Dans une déclaration transmise à l’AFP, la ministre française de la Culture, Catherine Pégard, a réaffirmé son « attachement indéfectible à la liberté de création » et souligné l’importance de défendre la dignité et la sécurité des artistes. Elle a insisté sur le fait que « la littérature reste un espace vivant de création » souvent confronté à des tensions.
En effet, Kamel Daoud, qui réside maintenant en France après avoir été journaliste en Algérie, se trouve sous une pression croissante après sa condamnation par le tribunal d’Oran. À travers son roman, il aborde des thèmes critiques sur la guerre civile algérienne, ce qui a conduit à sa sanction. Dans une de ses déclarations, il a ajouté : « Le tribunal a formalisé un interdit de retour en Algérie », un coup dur pour cet écrivain engagé.
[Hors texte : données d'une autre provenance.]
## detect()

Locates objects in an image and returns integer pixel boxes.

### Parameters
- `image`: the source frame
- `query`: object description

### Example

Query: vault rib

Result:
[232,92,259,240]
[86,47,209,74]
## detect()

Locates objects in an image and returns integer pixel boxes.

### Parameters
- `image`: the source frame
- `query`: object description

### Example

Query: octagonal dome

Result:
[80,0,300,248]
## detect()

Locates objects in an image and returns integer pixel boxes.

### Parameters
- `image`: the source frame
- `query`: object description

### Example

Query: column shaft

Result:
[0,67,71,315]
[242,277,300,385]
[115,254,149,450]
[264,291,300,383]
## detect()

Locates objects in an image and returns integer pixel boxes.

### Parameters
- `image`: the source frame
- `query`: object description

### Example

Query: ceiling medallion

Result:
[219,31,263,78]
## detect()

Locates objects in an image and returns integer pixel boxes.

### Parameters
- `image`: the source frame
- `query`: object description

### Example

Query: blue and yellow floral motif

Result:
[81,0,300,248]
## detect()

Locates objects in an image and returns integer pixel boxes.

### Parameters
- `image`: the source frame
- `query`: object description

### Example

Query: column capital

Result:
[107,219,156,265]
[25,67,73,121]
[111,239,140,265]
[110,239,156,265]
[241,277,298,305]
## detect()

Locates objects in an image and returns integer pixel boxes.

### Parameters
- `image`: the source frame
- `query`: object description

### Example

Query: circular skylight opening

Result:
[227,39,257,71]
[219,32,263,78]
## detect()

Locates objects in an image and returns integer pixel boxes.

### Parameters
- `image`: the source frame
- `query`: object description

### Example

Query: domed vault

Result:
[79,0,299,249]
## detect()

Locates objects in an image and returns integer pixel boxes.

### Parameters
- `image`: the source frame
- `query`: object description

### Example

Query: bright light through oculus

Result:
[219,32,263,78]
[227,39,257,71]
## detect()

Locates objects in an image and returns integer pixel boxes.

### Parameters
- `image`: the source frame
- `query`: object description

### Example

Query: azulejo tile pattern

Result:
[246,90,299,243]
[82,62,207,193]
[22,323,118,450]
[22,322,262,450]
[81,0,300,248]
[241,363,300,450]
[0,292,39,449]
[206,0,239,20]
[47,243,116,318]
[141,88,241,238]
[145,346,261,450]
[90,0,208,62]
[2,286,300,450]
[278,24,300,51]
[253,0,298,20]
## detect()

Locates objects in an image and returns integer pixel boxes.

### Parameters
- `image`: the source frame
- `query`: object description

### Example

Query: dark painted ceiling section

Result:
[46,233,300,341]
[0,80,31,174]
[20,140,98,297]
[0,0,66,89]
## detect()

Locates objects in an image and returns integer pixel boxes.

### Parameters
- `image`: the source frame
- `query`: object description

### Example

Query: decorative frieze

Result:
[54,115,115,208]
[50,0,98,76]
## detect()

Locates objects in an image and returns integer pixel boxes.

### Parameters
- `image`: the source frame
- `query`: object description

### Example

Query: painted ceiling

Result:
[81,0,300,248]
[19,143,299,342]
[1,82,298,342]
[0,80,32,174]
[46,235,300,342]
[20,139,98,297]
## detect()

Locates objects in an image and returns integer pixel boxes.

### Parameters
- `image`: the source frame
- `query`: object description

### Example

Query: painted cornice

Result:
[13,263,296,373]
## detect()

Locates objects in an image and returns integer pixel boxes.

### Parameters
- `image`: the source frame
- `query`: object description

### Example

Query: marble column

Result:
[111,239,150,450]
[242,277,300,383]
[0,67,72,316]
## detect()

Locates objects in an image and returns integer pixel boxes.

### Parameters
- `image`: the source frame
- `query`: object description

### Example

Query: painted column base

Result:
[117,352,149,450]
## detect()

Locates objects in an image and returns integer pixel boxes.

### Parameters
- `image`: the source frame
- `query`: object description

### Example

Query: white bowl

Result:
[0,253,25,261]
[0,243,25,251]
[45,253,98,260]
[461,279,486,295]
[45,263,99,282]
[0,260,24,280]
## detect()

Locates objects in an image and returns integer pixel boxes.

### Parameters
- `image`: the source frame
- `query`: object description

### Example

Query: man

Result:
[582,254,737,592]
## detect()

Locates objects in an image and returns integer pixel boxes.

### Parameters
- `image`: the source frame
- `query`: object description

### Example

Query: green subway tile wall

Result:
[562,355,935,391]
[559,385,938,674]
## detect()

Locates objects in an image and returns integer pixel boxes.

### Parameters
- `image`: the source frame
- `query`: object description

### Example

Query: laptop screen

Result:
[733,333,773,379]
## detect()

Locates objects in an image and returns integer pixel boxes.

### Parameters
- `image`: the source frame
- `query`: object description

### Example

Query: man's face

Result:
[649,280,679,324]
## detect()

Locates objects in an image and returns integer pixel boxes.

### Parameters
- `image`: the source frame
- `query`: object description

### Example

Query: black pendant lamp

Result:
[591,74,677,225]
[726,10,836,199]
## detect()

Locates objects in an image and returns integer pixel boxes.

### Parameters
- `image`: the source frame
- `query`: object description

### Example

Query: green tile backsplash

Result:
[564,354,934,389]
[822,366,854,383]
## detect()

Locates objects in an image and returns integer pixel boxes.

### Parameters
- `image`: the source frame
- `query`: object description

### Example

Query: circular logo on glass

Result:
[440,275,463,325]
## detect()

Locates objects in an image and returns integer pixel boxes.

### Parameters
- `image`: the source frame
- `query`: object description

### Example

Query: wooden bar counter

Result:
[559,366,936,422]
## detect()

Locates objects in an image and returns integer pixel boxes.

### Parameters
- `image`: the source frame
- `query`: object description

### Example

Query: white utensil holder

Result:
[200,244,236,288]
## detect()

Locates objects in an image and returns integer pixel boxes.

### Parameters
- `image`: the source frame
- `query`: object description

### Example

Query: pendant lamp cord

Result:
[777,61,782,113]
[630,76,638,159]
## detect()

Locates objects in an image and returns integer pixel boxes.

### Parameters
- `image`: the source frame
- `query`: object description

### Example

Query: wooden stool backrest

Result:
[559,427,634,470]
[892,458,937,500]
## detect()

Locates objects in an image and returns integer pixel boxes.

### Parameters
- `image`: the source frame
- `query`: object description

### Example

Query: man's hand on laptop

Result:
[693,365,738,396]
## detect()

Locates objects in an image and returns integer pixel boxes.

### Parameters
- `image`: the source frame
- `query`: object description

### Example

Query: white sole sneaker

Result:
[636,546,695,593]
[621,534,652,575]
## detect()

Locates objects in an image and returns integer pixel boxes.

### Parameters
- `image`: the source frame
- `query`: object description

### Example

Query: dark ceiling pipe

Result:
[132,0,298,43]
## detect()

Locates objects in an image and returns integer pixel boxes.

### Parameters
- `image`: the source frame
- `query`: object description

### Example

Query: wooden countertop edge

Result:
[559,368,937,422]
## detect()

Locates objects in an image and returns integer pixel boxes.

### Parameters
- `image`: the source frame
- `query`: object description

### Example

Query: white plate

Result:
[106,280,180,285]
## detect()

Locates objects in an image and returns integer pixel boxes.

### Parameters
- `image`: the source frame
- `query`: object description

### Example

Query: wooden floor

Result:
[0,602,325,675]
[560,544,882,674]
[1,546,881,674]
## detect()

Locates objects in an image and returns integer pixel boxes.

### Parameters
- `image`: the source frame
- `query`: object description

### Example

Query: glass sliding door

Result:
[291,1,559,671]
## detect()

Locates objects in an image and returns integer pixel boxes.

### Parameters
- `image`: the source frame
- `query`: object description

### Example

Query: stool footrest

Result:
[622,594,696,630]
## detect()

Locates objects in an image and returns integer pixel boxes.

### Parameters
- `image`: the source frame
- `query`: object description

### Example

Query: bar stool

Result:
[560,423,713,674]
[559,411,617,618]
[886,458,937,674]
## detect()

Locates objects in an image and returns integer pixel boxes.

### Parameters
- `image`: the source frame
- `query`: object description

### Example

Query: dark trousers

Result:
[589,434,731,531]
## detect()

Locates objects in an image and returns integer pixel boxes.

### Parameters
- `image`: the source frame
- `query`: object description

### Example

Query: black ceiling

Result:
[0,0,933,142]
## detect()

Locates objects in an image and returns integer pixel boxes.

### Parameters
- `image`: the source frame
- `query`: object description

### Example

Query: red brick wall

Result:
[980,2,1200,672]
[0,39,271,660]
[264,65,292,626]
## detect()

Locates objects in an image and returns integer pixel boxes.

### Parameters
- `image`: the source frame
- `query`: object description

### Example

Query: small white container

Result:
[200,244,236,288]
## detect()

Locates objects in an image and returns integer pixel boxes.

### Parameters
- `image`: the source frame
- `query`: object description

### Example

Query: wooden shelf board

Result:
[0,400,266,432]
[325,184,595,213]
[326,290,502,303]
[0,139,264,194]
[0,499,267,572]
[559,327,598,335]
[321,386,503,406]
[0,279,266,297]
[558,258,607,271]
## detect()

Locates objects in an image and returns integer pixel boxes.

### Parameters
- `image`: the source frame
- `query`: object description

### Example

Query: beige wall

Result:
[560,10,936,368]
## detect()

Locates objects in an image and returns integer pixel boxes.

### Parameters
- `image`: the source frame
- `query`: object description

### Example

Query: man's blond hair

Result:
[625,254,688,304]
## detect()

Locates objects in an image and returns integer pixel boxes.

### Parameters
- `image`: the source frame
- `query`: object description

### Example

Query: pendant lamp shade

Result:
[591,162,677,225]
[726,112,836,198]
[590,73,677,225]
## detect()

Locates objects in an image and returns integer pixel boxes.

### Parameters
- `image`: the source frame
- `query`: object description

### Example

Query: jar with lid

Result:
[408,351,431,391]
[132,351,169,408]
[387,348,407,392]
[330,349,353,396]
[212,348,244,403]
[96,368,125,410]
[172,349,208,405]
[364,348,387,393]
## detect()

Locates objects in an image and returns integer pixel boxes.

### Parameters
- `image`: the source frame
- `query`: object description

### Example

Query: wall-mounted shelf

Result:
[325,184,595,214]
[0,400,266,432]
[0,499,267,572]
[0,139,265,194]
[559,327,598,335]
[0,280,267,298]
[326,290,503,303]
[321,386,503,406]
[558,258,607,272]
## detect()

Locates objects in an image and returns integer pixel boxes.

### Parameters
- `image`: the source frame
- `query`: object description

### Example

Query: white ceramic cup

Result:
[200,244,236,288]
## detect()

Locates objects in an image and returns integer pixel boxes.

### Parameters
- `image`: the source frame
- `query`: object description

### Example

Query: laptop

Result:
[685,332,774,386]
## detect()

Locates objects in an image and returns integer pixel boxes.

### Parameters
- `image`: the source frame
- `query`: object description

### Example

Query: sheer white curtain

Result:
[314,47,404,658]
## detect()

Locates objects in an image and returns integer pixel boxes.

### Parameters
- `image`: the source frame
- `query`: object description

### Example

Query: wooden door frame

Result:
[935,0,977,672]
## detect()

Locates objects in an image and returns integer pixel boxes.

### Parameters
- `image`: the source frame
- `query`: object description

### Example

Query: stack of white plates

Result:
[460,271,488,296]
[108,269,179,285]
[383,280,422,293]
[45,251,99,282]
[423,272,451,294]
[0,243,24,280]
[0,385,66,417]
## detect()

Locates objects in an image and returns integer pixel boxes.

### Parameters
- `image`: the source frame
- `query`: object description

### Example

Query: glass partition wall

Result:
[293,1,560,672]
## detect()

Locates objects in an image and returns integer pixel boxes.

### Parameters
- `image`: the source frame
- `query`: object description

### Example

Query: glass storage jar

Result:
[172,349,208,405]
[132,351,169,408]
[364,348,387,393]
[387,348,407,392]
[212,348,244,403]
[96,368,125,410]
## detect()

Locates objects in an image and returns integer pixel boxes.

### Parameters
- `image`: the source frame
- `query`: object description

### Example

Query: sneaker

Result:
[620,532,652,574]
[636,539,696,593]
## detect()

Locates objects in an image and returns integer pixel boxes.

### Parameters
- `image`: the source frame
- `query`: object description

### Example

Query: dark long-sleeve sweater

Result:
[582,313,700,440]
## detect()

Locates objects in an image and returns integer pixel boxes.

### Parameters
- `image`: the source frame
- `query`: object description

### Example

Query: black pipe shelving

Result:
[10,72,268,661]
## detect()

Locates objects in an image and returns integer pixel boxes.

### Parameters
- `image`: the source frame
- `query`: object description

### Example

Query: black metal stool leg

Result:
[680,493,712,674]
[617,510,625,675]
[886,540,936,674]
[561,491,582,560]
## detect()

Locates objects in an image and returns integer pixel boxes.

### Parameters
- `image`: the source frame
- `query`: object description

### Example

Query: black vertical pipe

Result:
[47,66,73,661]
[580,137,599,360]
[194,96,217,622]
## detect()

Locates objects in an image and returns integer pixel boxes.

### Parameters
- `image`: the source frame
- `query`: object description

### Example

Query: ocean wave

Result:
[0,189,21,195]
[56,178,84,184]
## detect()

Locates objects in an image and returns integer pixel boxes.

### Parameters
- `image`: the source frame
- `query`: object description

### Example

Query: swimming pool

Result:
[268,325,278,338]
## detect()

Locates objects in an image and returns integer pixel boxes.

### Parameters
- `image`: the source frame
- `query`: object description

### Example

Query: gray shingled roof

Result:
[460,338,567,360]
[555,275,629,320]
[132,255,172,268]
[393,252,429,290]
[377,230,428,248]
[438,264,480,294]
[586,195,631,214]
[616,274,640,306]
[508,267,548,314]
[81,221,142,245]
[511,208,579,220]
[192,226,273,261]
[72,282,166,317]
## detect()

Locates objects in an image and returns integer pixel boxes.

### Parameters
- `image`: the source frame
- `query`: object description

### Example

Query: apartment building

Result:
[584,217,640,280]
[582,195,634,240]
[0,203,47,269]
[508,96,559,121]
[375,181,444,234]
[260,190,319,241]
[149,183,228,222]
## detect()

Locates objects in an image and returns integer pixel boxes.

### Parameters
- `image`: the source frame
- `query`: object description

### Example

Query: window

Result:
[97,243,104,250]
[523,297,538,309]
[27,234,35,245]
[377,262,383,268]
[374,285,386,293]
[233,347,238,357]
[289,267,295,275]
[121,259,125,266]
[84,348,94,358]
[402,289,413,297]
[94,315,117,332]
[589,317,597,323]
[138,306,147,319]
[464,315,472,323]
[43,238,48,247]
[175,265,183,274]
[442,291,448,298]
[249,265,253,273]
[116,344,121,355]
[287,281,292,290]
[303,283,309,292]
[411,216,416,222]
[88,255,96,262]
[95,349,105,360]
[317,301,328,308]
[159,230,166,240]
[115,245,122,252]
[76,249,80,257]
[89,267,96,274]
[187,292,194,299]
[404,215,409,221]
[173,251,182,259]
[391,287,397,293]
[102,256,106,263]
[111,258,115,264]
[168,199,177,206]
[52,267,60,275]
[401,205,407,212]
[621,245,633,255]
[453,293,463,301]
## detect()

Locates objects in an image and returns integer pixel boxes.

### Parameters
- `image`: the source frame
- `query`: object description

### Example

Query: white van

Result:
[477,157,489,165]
Des réactions ont également émergé au sein du gouvernement français. Jean-Noël Barrot, ministre de l’Europe et des Affaires étrangères, a exprimé son inquiétude sur France Info, déplorant que « l’un des grands écrivains contemporains » puisse subir des représailles pour une œuvre littéraire. Il a rappelé que Daoud est résident en France et n'a donc pas lieu d'être inquiété.
Cette décision judiciaire intervient dans un contexte où les relations entre la France et l'Algérie connaissent une détente relative, après des périodes de tensions réciproques, notamment en raison de l’incarcération de l’écrivain algérien Boualem Sansal, gracié en novembre 2025. Néanmoins, d’autres cas, comme celui du journaliste français Christophe Gleizes, demeurent préoccupants : écroué avec une condamnation à sept ans pour « apologie du terrorisme », son affaire est dénoncée par ses soutiens comme étant clairement politique.
Dans cette période complexe, il est crucial de porter attention aux menaces qui pèsent sur la liberté d'expression et de veiller à la protection des créateurs face à la répression.